Speaker: Maya Harakawa

In 1965, the artist Benny Andrews travelled from New York City to his hometown of Plainview, Georgia, to embark on a suite of paintings focused on his up bringing in the Jim Crow South. Entitled the Autobiographical Series, these works depict farming, domestic life, and other scenes drawn from Andrews’s experiences as the child of sharecroppers. These works are often compared to American Regionalism. Like the movement’s pioneers, Andrews highlights the quotidian power of rural America, capturing its power, relevance, and modernity through realism rather than aggrandizement. But, by asserting the power of place through the experience of the Black poor in the wake of slavery, his Autobiographical Series challenges Regionalism’s traditional emphasis on whiteness and its association with the Midwest. This paper asks: What might it mean for Andrews and the history of Regionalism to see these works within the movement’s purview? What power does the “regional” have for Black histories, whether in the era of Jim Crow (the subject of the works) or in the era of Civil Rights (when the works were made)? And how do these histories, in turn, shape how the framework of “Regionalism” is used to interpret works of American art?  By placing the paintings in dialogue with intertwined histories of American art and racial justice, this paper examines how the Autobiographical Series poses questions about the afterlives of Regionalism as both an artistic strategy and a tactic in struggles for Black freedom.

Biography:
Maya Harakawa is an assistant professor in the department of Art History at the University of Toronto. A specialist in the art of the African Diaspora in the United States, her research lies at the intersection of Black studies and art history.
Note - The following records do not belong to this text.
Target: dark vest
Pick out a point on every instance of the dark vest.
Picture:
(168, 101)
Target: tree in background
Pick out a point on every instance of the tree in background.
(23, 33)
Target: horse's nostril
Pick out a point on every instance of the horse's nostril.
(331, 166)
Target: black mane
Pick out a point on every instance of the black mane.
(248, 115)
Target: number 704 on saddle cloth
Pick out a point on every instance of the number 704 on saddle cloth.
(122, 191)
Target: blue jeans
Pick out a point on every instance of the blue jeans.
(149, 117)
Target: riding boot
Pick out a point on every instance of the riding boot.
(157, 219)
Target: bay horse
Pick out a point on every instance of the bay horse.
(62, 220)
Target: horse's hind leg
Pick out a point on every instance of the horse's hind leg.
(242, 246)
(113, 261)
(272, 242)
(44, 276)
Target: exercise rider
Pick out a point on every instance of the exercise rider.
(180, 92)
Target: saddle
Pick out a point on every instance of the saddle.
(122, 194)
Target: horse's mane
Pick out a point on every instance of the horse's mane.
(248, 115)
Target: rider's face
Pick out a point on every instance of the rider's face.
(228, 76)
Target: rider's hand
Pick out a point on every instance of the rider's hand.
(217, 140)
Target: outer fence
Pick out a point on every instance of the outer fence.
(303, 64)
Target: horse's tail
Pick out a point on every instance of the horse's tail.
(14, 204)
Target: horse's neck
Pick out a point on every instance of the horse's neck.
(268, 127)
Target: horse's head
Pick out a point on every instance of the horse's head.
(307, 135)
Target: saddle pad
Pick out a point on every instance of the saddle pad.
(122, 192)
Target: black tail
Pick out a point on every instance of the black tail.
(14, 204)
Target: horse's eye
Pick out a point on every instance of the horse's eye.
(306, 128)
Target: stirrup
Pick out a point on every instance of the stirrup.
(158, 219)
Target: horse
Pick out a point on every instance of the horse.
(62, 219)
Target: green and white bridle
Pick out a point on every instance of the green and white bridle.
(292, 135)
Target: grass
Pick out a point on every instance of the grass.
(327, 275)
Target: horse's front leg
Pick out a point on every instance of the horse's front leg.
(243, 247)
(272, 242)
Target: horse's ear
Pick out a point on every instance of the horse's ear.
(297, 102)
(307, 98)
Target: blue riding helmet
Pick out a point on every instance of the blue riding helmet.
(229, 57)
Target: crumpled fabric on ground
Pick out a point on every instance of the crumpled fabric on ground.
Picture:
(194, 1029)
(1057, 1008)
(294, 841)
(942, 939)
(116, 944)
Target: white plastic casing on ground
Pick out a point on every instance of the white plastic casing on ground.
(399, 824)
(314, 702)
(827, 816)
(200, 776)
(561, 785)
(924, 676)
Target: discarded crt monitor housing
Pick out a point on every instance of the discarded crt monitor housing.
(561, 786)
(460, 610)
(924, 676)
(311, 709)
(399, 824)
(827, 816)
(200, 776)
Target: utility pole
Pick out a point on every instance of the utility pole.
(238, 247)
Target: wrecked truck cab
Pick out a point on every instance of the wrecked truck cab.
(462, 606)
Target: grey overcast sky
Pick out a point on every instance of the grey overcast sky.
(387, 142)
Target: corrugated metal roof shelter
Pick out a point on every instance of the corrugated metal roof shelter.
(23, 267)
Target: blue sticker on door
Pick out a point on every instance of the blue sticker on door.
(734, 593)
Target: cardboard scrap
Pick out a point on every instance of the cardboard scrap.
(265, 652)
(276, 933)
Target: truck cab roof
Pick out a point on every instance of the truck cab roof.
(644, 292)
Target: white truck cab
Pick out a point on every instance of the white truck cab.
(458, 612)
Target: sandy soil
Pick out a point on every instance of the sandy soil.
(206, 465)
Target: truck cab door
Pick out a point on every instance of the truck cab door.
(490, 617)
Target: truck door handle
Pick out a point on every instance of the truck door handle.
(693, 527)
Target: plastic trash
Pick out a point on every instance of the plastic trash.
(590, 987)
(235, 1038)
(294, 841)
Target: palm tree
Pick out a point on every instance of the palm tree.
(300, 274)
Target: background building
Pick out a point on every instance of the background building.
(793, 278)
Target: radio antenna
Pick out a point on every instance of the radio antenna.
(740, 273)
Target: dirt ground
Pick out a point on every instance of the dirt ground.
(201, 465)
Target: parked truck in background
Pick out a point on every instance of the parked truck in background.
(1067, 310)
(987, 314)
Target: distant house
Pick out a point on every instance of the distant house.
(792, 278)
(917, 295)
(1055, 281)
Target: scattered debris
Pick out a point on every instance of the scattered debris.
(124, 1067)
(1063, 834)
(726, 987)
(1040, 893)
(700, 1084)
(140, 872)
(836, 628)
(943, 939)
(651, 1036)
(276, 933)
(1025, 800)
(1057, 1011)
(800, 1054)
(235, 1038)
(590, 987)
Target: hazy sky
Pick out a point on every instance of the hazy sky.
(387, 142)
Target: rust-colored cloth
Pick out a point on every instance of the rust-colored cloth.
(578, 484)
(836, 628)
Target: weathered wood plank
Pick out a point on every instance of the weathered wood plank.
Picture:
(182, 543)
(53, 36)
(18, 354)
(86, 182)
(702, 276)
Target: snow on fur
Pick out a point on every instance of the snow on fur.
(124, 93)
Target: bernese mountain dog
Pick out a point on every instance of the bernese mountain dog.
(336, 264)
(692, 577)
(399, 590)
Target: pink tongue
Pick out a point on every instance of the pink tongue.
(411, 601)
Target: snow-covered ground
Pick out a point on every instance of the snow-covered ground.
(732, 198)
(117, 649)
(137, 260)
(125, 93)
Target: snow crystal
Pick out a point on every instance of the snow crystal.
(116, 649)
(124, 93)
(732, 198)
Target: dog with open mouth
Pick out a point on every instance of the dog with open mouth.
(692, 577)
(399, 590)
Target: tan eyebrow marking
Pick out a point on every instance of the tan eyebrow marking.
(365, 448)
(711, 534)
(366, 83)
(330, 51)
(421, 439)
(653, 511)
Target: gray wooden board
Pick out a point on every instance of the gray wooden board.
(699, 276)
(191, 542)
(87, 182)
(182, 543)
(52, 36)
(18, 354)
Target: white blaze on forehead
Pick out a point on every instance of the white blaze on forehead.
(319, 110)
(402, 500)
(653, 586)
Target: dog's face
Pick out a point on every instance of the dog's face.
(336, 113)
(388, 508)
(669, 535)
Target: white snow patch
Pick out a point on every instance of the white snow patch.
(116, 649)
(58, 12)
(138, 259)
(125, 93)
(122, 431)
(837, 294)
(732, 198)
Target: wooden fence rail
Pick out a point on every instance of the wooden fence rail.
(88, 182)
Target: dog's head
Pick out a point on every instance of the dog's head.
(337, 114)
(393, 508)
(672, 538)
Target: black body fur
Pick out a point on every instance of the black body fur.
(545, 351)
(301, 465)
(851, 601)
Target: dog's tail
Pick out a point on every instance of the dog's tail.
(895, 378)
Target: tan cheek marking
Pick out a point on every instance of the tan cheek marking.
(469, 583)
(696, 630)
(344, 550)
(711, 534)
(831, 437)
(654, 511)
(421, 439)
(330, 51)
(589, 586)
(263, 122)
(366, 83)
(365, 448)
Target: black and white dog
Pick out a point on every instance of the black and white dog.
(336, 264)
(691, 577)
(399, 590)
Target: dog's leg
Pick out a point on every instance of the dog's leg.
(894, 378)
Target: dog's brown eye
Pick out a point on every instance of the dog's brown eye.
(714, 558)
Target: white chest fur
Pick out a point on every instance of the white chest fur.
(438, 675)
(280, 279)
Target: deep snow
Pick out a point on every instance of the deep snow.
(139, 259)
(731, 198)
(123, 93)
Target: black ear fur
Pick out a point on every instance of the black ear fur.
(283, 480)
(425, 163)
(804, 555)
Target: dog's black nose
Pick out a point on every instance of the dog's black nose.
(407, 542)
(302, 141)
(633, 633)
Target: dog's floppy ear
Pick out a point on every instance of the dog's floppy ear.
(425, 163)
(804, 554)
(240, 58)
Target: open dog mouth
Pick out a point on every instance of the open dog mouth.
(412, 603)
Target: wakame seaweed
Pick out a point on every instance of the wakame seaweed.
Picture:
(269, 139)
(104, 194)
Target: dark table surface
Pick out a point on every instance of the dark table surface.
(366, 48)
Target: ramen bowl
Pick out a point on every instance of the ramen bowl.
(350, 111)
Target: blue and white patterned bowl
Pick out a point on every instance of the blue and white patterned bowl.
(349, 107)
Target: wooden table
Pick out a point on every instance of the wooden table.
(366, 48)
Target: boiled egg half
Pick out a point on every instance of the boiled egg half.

She received her Ph.D. from the Graduate Center, CUNY in 2022 and has received fellowships from the Schomburg Center for Research in Black Culture, The David C. Driskell Center, the American Council of Learned Societies, and the Getty Research Center. Her current book project is the first art historical study of artistic production associated with Harlem in the 1960s. A second book project will focus on the work of Benny Andrews.